While you were sleeping, Hurricane Delta grew into Category 2 storm
Published 5:55 am Tuesday, October 6, 2020
Hurricane Delta rapidly intensified into a Category 2 hurricane early Tuesday, packing 100 mph (155 kmh) winds on a course to hammer southeastern Mexico and then strike the U.S. Gulf coast later in the week.
As Delta shifted west on Monday, Cuba withdrew a hurricane warning for its western province of Pinar del Rio and replaced it with a tropical storm warning. There was also a tropical storm warning for the Cayman Islands including Little Cayman and Cayman Brac.
The immediate brunt of the hurricane was expected to be felt by the resort-studded northeastern tip of Mexico’s Yucatan Peninsula, which was forecast to start seeing hurricane conditions Tuesday night with the storm reaching land in the early hours of Wednesday. A hurricane warning was in effect for Tulum and Cozumel, resorts still being soaked by the remnants of Tropical Storm Gamma.
Data from a U.S. Air Force Reserve Hurricane Hunter aircraft indicate that Delta’s will continue to strengthen as its forward speed increases, the U.S. Hurricane Center said. It’s expected to hit the Yucatan as a major hurricane Wednesday before moving over the Gulf of Mexico on Thursday.
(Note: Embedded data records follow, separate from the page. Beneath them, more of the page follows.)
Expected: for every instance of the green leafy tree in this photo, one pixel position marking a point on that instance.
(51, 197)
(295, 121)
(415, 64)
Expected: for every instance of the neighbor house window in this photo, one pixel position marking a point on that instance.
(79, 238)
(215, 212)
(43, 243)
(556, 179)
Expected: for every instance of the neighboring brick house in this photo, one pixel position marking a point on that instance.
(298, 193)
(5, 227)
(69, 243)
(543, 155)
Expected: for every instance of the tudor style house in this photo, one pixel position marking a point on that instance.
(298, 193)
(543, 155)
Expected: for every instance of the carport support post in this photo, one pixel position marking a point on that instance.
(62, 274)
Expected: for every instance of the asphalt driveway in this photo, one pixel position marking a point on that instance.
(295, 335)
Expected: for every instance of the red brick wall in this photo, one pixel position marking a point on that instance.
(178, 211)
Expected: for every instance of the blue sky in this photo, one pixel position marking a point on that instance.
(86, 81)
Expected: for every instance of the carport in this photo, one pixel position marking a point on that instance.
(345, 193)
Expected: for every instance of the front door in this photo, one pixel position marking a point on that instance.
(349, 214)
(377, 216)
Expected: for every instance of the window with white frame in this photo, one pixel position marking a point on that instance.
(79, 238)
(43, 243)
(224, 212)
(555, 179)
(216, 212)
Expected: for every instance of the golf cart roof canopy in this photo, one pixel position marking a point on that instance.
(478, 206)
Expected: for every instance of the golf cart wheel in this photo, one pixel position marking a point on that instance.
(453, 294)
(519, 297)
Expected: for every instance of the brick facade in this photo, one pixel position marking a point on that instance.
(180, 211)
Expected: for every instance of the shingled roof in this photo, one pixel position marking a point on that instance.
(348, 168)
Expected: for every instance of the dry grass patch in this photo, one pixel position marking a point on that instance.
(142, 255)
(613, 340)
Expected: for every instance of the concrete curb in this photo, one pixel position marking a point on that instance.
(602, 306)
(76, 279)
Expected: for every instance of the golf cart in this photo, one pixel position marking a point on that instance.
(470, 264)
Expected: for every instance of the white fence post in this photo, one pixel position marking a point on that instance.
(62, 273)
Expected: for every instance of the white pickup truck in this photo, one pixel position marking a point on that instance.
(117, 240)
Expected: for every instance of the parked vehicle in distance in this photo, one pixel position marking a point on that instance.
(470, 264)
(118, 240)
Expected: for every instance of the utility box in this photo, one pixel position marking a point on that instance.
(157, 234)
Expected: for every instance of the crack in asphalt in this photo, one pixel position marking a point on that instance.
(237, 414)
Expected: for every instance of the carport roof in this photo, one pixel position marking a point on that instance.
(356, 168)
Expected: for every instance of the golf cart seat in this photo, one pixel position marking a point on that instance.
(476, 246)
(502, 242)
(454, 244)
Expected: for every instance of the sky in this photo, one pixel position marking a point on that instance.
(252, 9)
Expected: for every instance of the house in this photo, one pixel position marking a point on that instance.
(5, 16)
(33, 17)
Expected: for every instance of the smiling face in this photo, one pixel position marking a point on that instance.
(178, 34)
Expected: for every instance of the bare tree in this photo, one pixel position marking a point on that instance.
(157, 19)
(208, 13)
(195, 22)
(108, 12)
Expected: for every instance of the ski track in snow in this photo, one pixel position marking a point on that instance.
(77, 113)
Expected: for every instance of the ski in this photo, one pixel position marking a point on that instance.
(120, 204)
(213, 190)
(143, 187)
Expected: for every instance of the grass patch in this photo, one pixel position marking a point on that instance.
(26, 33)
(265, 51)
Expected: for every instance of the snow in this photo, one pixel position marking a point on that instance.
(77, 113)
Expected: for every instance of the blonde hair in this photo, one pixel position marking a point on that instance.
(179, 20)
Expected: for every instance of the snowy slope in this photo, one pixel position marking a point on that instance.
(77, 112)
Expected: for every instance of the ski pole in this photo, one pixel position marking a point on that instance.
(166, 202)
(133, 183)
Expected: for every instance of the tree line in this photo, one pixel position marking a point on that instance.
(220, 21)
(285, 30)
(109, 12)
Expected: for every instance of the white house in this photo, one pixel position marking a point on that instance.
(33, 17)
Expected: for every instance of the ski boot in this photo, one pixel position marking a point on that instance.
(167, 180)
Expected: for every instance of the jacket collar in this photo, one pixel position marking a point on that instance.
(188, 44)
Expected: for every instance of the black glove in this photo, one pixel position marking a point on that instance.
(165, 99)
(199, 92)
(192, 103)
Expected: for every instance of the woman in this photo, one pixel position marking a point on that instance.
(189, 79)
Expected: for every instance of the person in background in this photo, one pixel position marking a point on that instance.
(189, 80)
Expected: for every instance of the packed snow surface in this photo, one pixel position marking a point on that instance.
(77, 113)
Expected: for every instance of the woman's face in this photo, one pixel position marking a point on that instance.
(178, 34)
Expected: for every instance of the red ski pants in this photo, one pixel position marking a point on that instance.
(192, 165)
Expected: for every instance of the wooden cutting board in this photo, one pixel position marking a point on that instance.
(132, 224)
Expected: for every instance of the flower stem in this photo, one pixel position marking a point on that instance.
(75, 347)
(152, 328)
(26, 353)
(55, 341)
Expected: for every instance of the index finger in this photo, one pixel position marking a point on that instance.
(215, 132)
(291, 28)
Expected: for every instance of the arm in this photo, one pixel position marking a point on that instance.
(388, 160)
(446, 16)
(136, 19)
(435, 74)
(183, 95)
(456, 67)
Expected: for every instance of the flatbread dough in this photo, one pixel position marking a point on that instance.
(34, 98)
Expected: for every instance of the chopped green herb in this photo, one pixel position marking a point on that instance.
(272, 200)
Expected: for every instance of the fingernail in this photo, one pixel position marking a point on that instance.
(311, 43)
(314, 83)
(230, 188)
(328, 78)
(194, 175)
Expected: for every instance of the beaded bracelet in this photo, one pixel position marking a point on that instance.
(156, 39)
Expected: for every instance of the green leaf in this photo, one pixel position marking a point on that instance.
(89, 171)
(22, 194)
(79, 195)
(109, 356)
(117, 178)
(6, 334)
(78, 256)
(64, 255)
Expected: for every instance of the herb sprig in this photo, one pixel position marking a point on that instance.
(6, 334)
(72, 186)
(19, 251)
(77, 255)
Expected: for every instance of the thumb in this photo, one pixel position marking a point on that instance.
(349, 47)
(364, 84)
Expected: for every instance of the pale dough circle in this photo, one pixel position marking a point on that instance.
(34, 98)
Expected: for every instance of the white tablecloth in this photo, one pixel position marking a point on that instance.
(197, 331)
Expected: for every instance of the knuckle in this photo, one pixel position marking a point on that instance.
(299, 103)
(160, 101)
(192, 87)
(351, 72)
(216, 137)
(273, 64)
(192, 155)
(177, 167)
Forecasters warned of an extremely dangerous storm surge raising water levels by as much as 6 to 9 feet (2 to 3 meters), accompanied by large and dangerous waves, and flash flooding inland.
Delta “presents an important danger for the coastal regions” because of the storm surge in the lower parts of Quintana Roo, such as the resorts of Cancun, Holbox island or Isla Mujeres, Jorge Zavala, head of Mexico’s meteorological service, said in a press conference late Monday.
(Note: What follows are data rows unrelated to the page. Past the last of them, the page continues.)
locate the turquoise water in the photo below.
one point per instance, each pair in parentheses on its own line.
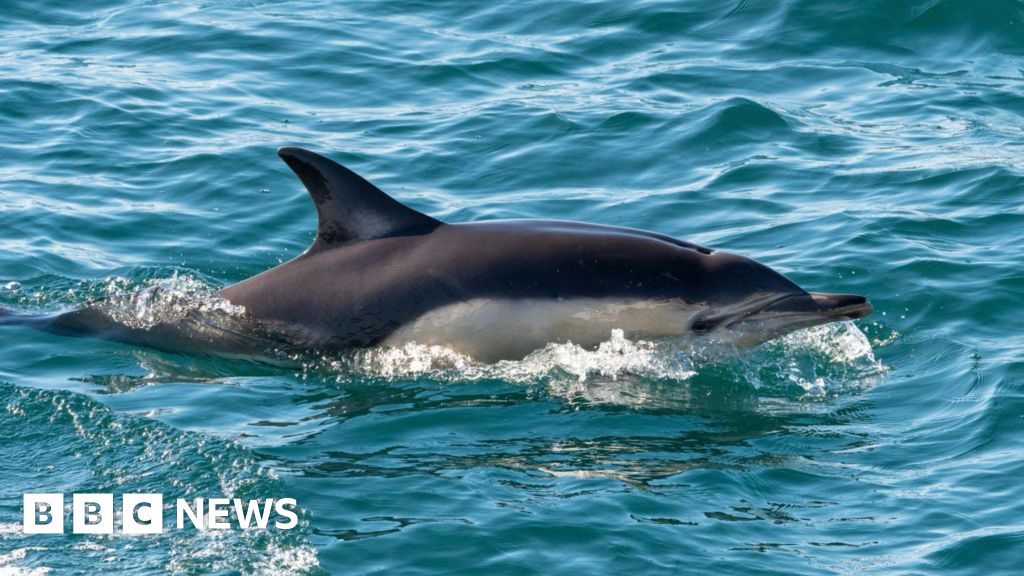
(875,148)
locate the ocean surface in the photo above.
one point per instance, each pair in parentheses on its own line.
(873,148)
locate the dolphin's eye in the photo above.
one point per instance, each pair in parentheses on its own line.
(701,326)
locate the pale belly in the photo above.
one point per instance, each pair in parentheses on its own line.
(489,330)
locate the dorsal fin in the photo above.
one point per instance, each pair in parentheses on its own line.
(349,208)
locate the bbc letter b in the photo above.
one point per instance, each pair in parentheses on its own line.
(43,513)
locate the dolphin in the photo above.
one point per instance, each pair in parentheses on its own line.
(380,273)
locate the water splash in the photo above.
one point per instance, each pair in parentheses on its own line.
(162,300)
(818,361)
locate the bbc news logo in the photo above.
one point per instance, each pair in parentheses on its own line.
(143,513)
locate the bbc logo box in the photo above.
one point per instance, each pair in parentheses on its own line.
(93,513)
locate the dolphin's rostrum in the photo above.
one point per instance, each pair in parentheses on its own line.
(381,273)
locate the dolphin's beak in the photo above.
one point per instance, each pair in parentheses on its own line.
(796,312)
(824,306)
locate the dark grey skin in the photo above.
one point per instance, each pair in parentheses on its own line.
(382,273)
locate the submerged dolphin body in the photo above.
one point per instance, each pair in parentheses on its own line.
(380,273)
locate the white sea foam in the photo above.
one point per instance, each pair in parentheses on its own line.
(159,300)
(816,360)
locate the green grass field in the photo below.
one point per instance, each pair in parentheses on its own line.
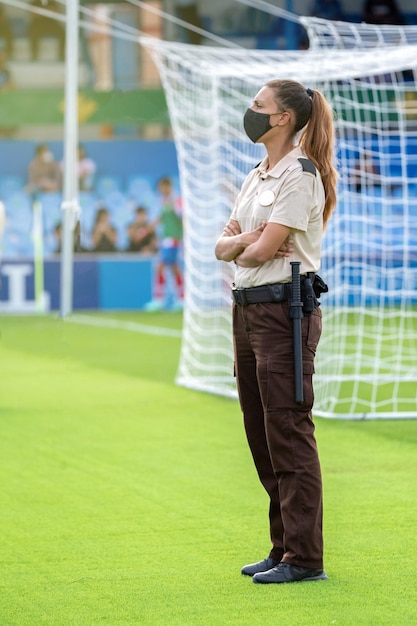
(126,499)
Zavala said preventative evacuations would begin Tuesday morning.
Forecasters said the hurricane was moving into an area with very warm water and nearly calm high winds that forecasters at the hurricane center called “a very conducive environment for strengthening.” Delta’s center early Monday was about 420 miles (675 kilometers) east-southeast of Cozumel, Mexico, moving west-northwest at 15 mph (24 kmh).
Once it has inflicted its damage on Mexico, Delta is expected to make landfall along the central U.S. Gulf Coast around Friday and bring heavy rainfall into the southeastern United States.
Delta is the earliest 25th named storm to form in the Atlantic, beating the old record of Nov. 15, 2005, according to Colorado State University hurricane researcher Phil Klotzbach.